Primary LanguagePython

YCB-Affordance Dataset

We release a large-scale dataset of manually annotated grasps on the 58 objects of the YCB Benchmark Set. This contain grasps such as those in the following image, which are not found by Graspit Simulator or any other automatic pipeline. For each grasp, we annotate the hand position, the hand pose and the grasp type according to the grasp taxonomy of Feix et al. We transfer these grasps to the 92 Video sequences from the YCB-Video dataset, and remove those grasps that are not feasible, due to interpenetrations with other objects or with the table. The dataset contains 133.936 frames, with more than 28M of realistic grasps.

Prerequisites

Prerequisites are only needed for visualization. You can download the dataset ...

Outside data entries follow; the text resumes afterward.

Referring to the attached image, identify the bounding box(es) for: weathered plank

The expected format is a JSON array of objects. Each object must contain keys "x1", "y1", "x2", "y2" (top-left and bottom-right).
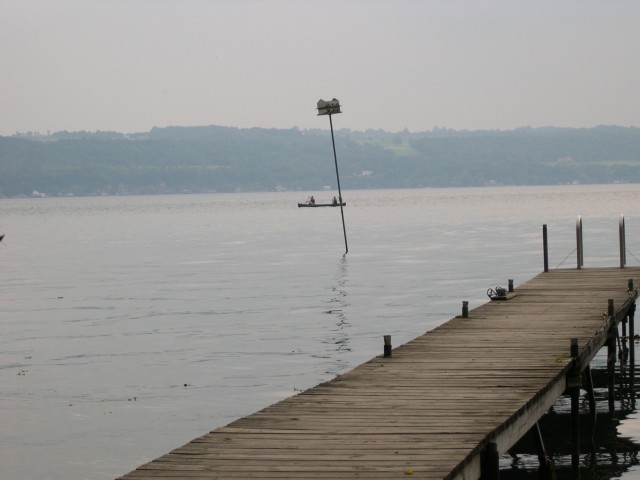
[{"x1": 116, "y1": 268, "x2": 640, "y2": 480}]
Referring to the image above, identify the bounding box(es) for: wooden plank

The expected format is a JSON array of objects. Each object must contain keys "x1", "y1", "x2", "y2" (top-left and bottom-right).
[{"x1": 116, "y1": 268, "x2": 640, "y2": 480}]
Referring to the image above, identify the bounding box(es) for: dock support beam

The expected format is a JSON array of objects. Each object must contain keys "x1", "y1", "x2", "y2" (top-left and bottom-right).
[
  {"x1": 542, "y1": 224, "x2": 549, "y2": 272},
  {"x1": 627, "y1": 302, "x2": 636, "y2": 409},
  {"x1": 480, "y1": 442, "x2": 500, "y2": 480},
  {"x1": 531, "y1": 422, "x2": 553, "y2": 479},
  {"x1": 567, "y1": 338, "x2": 582, "y2": 480},
  {"x1": 607, "y1": 299, "x2": 618, "y2": 414}
]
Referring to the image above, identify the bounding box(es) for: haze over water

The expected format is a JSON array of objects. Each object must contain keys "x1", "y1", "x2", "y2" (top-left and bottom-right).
[{"x1": 0, "y1": 185, "x2": 640, "y2": 480}]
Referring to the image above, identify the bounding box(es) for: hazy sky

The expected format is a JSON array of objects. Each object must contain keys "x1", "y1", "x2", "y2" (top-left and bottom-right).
[{"x1": 0, "y1": 0, "x2": 640, "y2": 135}]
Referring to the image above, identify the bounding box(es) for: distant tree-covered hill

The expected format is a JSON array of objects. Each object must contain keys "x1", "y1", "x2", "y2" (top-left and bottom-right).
[{"x1": 0, "y1": 126, "x2": 640, "y2": 197}]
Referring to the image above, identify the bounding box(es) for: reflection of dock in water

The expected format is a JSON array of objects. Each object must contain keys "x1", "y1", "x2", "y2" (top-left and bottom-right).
[
  {"x1": 500, "y1": 364, "x2": 640, "y2": 480},
  {"x1": 123, "y1": 268, "x2": 640, "y2": 479}
]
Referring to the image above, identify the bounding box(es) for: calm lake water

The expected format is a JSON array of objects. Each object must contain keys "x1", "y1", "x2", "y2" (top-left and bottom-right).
[{"x1": 0, "y1": 185, "x2": 640, "y2": 480}]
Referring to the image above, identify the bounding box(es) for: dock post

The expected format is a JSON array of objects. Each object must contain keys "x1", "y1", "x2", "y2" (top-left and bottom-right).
[
  {"x1": 384, "y1": 335, "x2": 391, "y2": 357},
  {"x1": 530, "y1": 422, "x2": 553, "y2": 479},
  {"x1": 576, "y1": 215, "x2": 584, "y2": 270},
  {"x1": 607, "y1": 299, "x2": 618, "y2": 413},
  {"x1": 627, "y1": 303, "x2": 636, "y2": 409},
  {"x1": 567, "y1": 338, "x2": 582, "y2": 480},
  {"x1": 584, "y1": 365, "x2": 596, "y2": 422},
  {"x1": 542, "y1": 223, "x2": 549, "y2": 272},
  {"x1": 480, "y1": 441, "x2": 500, "y2": 480},
  {"x1": 618, "y1": 213, "x2": 627, "y2": 268}
]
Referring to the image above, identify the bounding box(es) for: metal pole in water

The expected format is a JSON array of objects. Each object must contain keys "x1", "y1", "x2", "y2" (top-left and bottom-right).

  • Python requirements. Run pip install -r requirements.txt.

  • MANO layer: Follow instructions from the MANO layer project in here.

  • Copy MANO_LEFT.pkl and MANO_RIGHT.pkl in ./data/mano/

Download data

  • YCB object set CAD models: Models from the YCB object set can be downloaded from here

  • YCB-Affordance grasps: Available from here

  • OPTIONAL. YCB-Video Dataset: This provides the +133k multi-object scene images that combine with +28M grasps. If you are only interested in the grasps for the YCB object set CAD models, you don't need these. The YCB-Video Dataset can be downloaded from here

Downloaded data should go in ./data/ following:

data/
    models
    grasps
    YCB_Affordance_grasps/
    YCB_Video_Dataset/
        cameras/
        data/
        image_sets/
        ...

Visualization of grasps

Load objects and grasps on CAD models

With the models and the grasps annotated on the cad models, these can be visualized using the following command.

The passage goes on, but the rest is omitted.